And how do you focus in on some things?
I know I just did that sorry! Fixed now. I'll be taking better pics soon. Might take a walk around and take some of nature. =]
Well the first two looks like you just walked out your front and back door and just snapped a pic without putting any thought in to it. The 3rd pic you should have cleaned the fish tank before even thinking about taking a pic of the fish in it.

Now as far as how to focus on things the first thing you should be doing is reading your manual that came with the camera.
Ok, I know my first pictures weren't meant to be good ones I was just experimenting with the settings so I'm going to take some good ones now!!
Here are my proper starter pictures!



The colors and quality of the pictures is really off. It look like you took a picture off your cell phone. If you're trying to go for the rusty vintage look, you should adjust your setting to capture the color better. Otherwise those colors are not very vibrant, not a way a dslr should look.
A couple things on all 3 of them.

They all seem to be to have a lot of noise in them.

The subjects you were shooting are all dead center of the pic. One thing I have learned in my short time is most of the time you don't want your subject dead center. Most people here will tell you to read up on the rule of thirds.
What do you mean by a lot of noise?
What do you mean by a lot of noise?

It means the picture is very grainy. Look closely and you see little white dots all over the picture. Now compare that with your first 2 pictures you first posted. The color are vibrant and clear. You can't see the noise *graininess* in those photos. The last 3 you posted are very grainy, and the colors are very dated.
Oh right, I must have changed the settings then...Thanks for the comments guys
the caTT!!!??? he dosent have a.........

He's a creepy cat..
Settings for the above:

Tv: 1/2000
Av: f/8 (it's a P&S - max aperture f/3.1)
Focal Length: 19.2mm (8.4mm - 19.2mm range, sorry I can't find 35mm conversion)
ISO: 1600 (max:1600)

Some things to think about:

Read up on ISO, aperture and shutter speeds, or "the exposure triangle / trinity" and understand how they interact, even if you still use the camera in auto or scene modes. Here your ISO is unnecessarily high and that is what is making the photos noisy. You could be at ISO200 easily here.

Try and make one thing the primary subject of the photo, either by size, colour, leading lines or other technique - in the cat photo he (she?) is a very small part of the photo and so doesn't really stand out.
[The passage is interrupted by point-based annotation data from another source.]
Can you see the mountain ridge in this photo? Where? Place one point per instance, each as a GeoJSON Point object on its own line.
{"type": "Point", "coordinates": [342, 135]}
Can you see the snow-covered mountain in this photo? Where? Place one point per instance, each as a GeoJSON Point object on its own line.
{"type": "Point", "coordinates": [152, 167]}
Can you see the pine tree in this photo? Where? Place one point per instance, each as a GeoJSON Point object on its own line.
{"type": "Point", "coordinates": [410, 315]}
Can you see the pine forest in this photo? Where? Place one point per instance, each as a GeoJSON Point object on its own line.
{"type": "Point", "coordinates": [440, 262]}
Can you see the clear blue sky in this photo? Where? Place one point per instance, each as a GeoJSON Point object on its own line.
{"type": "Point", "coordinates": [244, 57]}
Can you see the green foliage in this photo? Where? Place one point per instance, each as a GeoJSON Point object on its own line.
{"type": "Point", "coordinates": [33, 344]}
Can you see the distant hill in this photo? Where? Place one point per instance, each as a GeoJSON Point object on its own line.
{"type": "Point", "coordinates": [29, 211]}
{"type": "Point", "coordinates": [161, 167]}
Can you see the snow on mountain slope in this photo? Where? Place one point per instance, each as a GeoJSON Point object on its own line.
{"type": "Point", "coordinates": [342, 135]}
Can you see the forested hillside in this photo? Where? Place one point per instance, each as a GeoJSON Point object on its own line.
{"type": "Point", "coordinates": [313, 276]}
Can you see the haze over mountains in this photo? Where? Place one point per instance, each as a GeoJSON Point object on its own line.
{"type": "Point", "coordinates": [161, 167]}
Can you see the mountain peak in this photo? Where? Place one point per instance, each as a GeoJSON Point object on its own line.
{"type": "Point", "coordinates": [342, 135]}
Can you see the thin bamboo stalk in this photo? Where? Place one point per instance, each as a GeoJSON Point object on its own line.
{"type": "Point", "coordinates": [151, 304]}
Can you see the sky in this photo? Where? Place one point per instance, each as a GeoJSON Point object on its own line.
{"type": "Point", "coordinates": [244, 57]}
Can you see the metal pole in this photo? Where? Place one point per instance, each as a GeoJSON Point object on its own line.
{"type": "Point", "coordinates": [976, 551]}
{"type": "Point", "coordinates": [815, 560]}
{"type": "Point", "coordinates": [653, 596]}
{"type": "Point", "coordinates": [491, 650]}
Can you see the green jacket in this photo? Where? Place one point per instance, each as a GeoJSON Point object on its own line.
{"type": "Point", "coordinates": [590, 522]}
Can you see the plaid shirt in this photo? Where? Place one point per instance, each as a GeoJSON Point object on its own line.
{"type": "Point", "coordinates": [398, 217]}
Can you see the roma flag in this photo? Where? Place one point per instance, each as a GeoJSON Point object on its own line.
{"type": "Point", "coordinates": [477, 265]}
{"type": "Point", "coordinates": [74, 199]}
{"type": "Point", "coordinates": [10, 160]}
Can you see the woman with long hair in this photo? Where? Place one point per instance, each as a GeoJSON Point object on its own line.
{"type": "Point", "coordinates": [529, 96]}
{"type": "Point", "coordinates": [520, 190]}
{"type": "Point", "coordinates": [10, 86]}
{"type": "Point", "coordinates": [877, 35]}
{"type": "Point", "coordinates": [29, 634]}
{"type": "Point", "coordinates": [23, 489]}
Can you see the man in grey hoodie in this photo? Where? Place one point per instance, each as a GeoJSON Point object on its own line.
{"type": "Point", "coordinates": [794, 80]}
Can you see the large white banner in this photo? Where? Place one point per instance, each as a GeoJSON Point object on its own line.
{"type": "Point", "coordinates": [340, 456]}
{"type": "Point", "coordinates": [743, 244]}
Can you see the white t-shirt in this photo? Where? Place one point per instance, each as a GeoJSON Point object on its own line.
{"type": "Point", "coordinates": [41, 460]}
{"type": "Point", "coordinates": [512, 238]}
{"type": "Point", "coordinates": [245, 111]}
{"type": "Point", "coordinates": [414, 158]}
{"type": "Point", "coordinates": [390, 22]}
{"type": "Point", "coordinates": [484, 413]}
Consider not only the object you are interested in, but the background and other intruding objects (like the cars, at the very least the one on the right, in the cat photo). Try and frame the photo so that they do not intrude.

Good luck, and keep taking photos!
A tip I learned is you always want to shoot on the lowest ISO as you possibly can to prevent noise. To prevent blur and shakiness use a tripod, or a beanbag, or something else you can use to stabilize your camera.

As for your shutter speed, you should never have to shoot in 1/2000 for much of anything. I would start out using P-mode or Av, which is aperture priority. Look around here, as well. Once you think you have a firm grasp on what settings to use, go out and start setting your own in M, which is manual exposure.

Also, something else to think about. When taking a picture, ask yourself, "would I want this as a print?" or "would someone want this hanging on their wall?" also, ask yourself two very important questions: "Why should I take this image?" and "why shouldn't I take this image?"

Also, once more, when shooting, you tend to shoot more the emotion and feel of the scene. Not the scene itself. So try to capture the mood other than the actual scene itself. If someone feels as though they want to be in your picture, no matter what it looks like, or if it makes someone feel a sort of nameable emotion, it's a good photograph and has done it's job as art. I hope I've helped? I'm quite new myself.

Anyway, keep at it. Keep posting and asking for CC. You'll get better and by no time you'll be posting decent images that eventually will turn into works of art some day. Practice makes perfect - I've been improving my photography bit by bit by just going out, shooting, and posting them here asking for CC. I know I haven't been active recently, but I've sure been lurking. And I mean sure, the critique was harsh, I sometimes felt attacked, but as a newbie you just feel ganged up on. But it was very helpful in the long run. I'm not the greatest, but I'm sound with saying I've improved since I've joined in this short amount of time.

Owning a good camera doesn't make you a good photographer. It makes you the owner of a good camera that wont be used to it's full extent. Start off with a simple point-and-shoot camera (which I believe you have now. a Hitachi twelve mega pixel, right?) to get to know the settings and different features. I mean, I started out with a four mega pixel DCM-42 Gateway point-and-shoot camera. While most cell phone cameras have eight mega pixels.